The Eligible Warrants were originally issued by the Company as part of units of the Company issued pursuant to the Company’s private placement financing completed on February 3, 2020. Each whole Eligible Warrant is currently exercisable to acquire one common share of the Company at a price of $0.07 per share. All Eligible Warrants will expire on February 3, 2023.
In order to encourage the early exercise of such Eligible Warrants, the Company will be seeking approval of the Exchange to an amendment to the terms of the Eligible Warrants to enable the holders to receive an Incentive Warrant (as defined and described below) for each whole Eligible Warrant exercised on or prior to 4:00 p.m. (PST) on October 30, 2020 (the “New Warrant Expiry Date”) at the price of $0.07 per Eligible Warrant.
To be eligible for the Incentive Program, the holder of the Eligible Warrants must deliver the following documents to the Company on or prior to 4:00 p.m. (PST) on the New Warrant Expiry Date:
- a duly completed and executed Subscription Form, in the form attached as Schedule “A” to the certificate representing the Eligible Warrants;
- the original certificate representing the Warrants being exercised;
- the applicable aggregate exercise price payable to the Company by way of certified cheque, money order, bank draft, or wire transfer in lawful money of Canada; and
- a duly completed and executed accredited investor certificate, in such form as satisfactory to the Company, or otherwise the Company must be satisfied that the distribution of Incentive Warrants (as defined below) to such holder would be exempt from prospectus requirements under applicable securities laws.

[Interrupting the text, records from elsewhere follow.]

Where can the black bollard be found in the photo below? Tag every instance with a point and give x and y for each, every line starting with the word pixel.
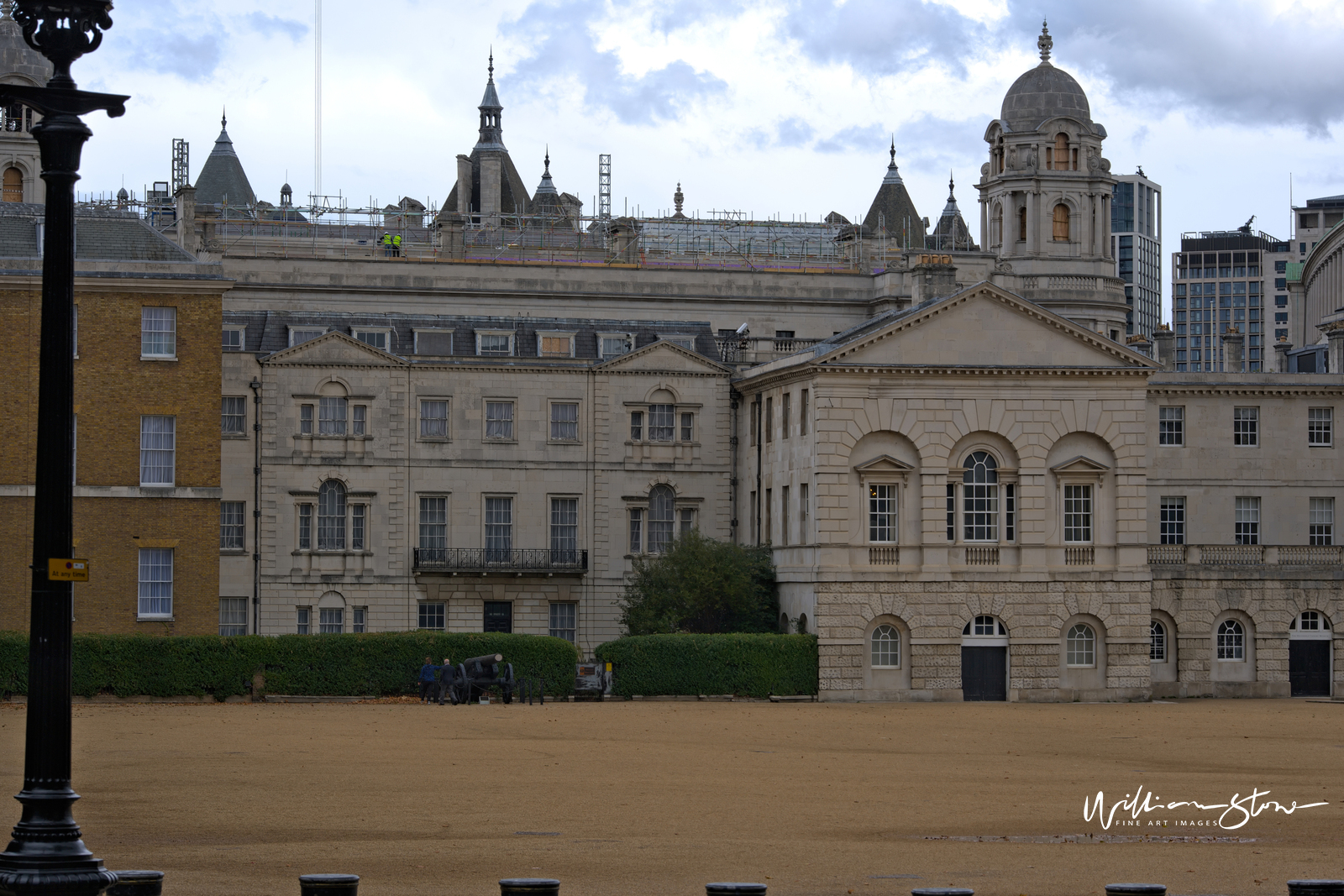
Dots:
pixel 1314 888
pixel 734 889
pixel 138 883
pixel 530 887
pixel 328 884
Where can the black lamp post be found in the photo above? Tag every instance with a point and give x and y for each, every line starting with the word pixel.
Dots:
pixel 46 853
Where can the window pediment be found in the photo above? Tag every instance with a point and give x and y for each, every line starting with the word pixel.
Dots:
pixel 884 465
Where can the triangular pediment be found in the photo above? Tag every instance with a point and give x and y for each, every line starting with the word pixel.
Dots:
pixel 981 325
pixel 335 349
pixel 664 356
pixel 1079 464
pixel 884 464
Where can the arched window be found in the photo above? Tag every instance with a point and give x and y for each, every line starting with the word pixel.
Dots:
pixel 1231 640
pixel 1061 152
pixel 13 186
pixel 1061 223
pixel 662 515
pixel 1081 647
pixel 331 516
pixel 886 647
pixel 980 493
pixel 1156 641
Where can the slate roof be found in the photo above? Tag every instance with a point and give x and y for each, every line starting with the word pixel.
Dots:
pixel 1043 93
pixel 223 175
pixel 102 235
pixel 268 332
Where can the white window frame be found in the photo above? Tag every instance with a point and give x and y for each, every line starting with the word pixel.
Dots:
pixel 155 558
pixel 172 452
pixel 890 651
pixel 510 333
pixel 486 421
pixel 385 332
pixel 1320 421
pixel 434 331
pixel 1247 426
pixel 629 344
pixel 1247 513
pixel 548 333
pixel 1320 520
pixel 242 338
pixel 421 418
pixel 1085 654
pixel 551 421
pixel 295 331
pixel 1173 416
pixel 171 355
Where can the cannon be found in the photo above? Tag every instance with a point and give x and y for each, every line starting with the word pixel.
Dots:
pixel 472 678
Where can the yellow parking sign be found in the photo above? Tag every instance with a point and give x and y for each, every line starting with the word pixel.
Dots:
pixel 67 570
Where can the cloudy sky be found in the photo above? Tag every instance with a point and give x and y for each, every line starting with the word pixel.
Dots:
pixel 766 107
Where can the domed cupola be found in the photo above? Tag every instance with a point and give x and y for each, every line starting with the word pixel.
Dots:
pixel 1043 93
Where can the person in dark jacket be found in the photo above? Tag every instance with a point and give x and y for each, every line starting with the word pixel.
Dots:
pixel 445 679
pixel 427 679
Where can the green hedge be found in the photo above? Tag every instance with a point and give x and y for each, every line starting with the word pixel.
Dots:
pixel 748 665
pixel 328 664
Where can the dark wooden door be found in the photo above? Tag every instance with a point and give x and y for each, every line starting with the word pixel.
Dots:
pixel 1310 668
pixel 984 673
pixel 499 616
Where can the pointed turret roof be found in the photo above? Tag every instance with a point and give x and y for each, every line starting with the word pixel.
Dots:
pixel 222 175
pixel 951 233
pixel 893 211
pixel 492 132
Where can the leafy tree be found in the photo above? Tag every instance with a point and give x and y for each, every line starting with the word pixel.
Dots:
pixel 705 586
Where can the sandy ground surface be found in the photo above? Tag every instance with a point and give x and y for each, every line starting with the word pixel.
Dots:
pixel 663 797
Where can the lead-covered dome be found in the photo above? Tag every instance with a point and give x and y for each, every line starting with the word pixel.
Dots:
pixel 1043 93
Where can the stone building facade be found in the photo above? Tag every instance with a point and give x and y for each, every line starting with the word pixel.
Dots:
pixel 463 473
pixel 147 445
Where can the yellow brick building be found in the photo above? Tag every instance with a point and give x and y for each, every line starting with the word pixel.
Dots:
pixel 147 425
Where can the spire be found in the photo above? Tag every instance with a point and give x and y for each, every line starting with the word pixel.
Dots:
pixel 893 172
pixel 492 134
pixel 548 186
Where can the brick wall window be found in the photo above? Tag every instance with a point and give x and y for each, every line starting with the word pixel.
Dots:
pixel 158 332
pixel 158 449
pixel 155 584
pixel 233 617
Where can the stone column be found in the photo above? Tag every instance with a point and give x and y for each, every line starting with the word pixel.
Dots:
pixel 1164 338
pixel 1233 349
pixel 1281 351
pixel 464 186
pixel 186 201
pixel 492 177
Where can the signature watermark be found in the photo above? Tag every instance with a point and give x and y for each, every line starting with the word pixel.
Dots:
pixel 1236 812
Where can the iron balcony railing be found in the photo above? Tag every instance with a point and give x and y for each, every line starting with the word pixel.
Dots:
pixel 512 560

Further, in accordance with applicable requirements of the Exchange, related parties (as such term is defined under applicable securities laws) of the Company will be restricted in their ability to participate in the Incentive Program such that the aggregate of all Eligible Warrants to be exercised by related parties of the Company pursuant to the Incentive Program will not exceed 10% of all Eligible Warrants exercised pursuant to the program.